In a report to be tabled at today’s Invercargill City Council performance, policy and partnership committee meeting, strategy and policy manager Rhianon Suter outlined the rates targeted as being stormwater drainage and transportation services contributions.

The changes came after 15 submissions were received about the rating policy and 11 on the revenue and finance policy.

"The main concern raised by the submitters was an increase in rates as a result of the proposal to reduce the amount of targeted rates," Ms Suter’s report says.

"There was a concern that this proposal has resulted in substantial rates increases for some properties."

Two submitters opposed the increase in rates for Kennington citing they would have to pay for services not received.

Submitter Craig Templer said it would be nice to have services such as street-lit footpaths.

"For Kenington ratepayers to be charged for services they do not receive is nothing short of theft."

Concern was raised by people who did not believe it was equitable to reduce the burden on lower value properties as everyone received the same services from council.

Southland Federated Farmers submission outlined its concern about the reduction of rates and the decrease in the Uniform Annual General Charge as they felt it produced an unfair increase in the rates for rural and farming properties.

Proposed changes would now mean those who received the two targeted services, would be rated at a higher proportion to the rest of the city.

Council will also today discuss the retained ownership of the Don St development.

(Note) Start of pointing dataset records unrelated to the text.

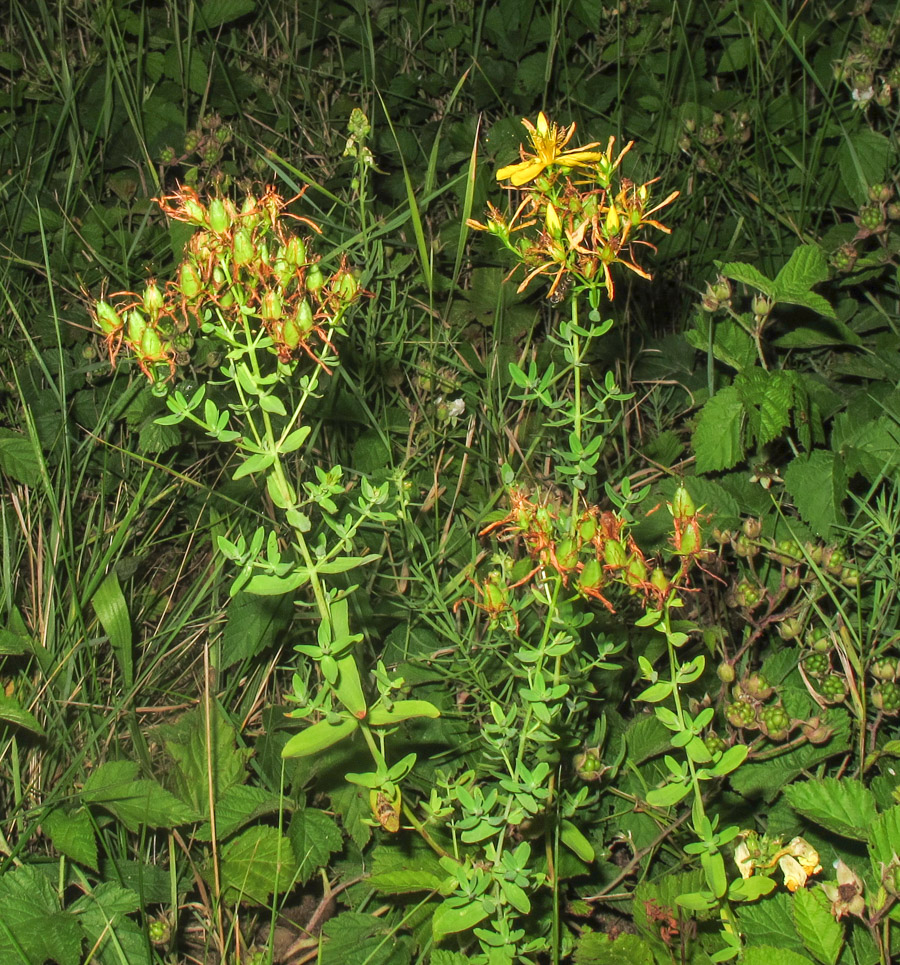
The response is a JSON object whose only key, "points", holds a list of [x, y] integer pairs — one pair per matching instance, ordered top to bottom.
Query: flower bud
{"points": [[189, 281], [108, 320]]}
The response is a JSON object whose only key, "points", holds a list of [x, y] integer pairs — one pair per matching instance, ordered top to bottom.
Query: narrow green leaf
{"points": [[112, 612], [402, 710], [318, 737], [449, 919]]}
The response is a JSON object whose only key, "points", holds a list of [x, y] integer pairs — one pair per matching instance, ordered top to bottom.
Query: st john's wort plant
{"points": [[255, 292]]}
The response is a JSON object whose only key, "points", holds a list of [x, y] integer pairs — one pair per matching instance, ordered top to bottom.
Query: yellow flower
{"points": [[548, 141], [806, 855], [743, 860], [794, 875]]}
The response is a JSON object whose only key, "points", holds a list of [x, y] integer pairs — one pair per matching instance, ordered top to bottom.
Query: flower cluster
{"points": [[572, 231], [247, 265], [591, 548], [760, 853]]}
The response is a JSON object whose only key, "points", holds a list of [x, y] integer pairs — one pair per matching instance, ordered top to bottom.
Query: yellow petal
{"points": [[522, 172]]}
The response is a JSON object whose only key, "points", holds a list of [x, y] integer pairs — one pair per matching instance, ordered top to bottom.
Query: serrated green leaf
{"points": [[214, 13], [863, 158], [806, 267], [747, 275], [717, 438], [817, 484], [206, 755], [768, 778], [135, 802], [843, 806], [237, 807], [72, 834], [314, 837], [884, 840], [256, 864], [770, 922], [34, 928], [820, 933], [113, 938], [598, 948], [767, 955]]}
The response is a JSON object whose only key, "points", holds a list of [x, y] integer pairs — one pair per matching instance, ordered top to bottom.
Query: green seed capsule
{"points": [[194, 211], [219, 220], [242, 248], [295, 253], [314, 279], [189, 281], [348, 286], [153, 300], [272, 306], [108, 319], [304, 319], [136, 324], [290, 332], [151, 346], [682, 504], [614, 554], [592, 575]]}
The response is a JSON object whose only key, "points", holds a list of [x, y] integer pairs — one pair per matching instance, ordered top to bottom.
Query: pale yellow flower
{"points": [[548, 141], [794, 875]]}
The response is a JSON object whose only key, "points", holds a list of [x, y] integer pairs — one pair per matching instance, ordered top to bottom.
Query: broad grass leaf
{"points": [[214, 13], [717, 439], [18, 458], [817, 483], [12, 712], [201, 763], [135, 802], [845, 806], [72, 834], [315, 837], [255, 864], [396, 872], [35, 929], [821, 934], [597, 948], [767, 955]]}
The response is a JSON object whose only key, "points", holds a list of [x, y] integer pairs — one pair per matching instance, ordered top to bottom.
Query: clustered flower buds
{"points": [[572, 231], [246, 265], [593, 550], [761, 854]]}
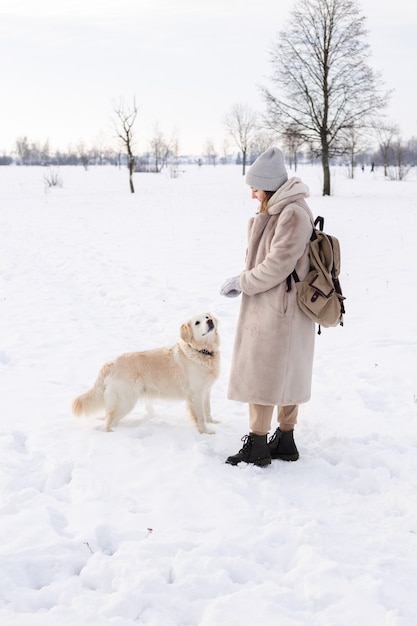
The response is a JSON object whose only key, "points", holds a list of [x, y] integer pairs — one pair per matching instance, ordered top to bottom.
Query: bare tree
{"points": [[323, 84], [124, 122], [241, 124], [386, 135], [293, 141], [160, 148], [210, 152], [399, 168]]}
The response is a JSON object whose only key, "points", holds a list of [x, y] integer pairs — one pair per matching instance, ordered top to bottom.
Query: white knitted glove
{"points": [[231, 288]]}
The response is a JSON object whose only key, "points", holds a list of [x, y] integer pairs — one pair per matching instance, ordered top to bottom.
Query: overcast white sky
{"points": [[66, 62]]}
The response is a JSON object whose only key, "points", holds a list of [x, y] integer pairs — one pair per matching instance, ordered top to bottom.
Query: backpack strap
{"points": [[319, 220]]}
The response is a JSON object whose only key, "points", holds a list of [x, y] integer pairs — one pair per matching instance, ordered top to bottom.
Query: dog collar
{"points": [[207, 352]]}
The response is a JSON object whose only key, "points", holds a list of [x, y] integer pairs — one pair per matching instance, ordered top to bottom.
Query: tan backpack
{"points": [[320, 294]]}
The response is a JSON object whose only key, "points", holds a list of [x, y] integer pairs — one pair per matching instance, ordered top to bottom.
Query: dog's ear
{"points": [[185, 332]]}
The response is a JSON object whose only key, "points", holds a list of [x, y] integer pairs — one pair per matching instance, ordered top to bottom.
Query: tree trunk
{"points": [[326, 168], [132, 189]]}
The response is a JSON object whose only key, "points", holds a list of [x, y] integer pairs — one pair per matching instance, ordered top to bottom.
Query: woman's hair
{"points": [[264, 203]]}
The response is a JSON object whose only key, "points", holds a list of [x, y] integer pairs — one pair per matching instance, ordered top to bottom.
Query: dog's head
{"points": [[201, 331]]}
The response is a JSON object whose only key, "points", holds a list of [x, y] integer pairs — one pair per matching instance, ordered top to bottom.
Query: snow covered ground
{"points": [[147, 525]]}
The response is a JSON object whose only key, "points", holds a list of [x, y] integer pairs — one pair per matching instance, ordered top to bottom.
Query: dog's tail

Originally the council’s investment property was forecast to be sold during 2022-23, with a forecast value of $14.5million.

In Ms Suter’s financial and infrastructure strategy report to be tabled today, she said the property was now fully let and generating a surplus of $600,000 a year to council.

"Retaining the property would result in initial higher net debt balance due to reduced funds from the sale of $14.5million, however the surplus generated will reduce this amount over the time of the investment."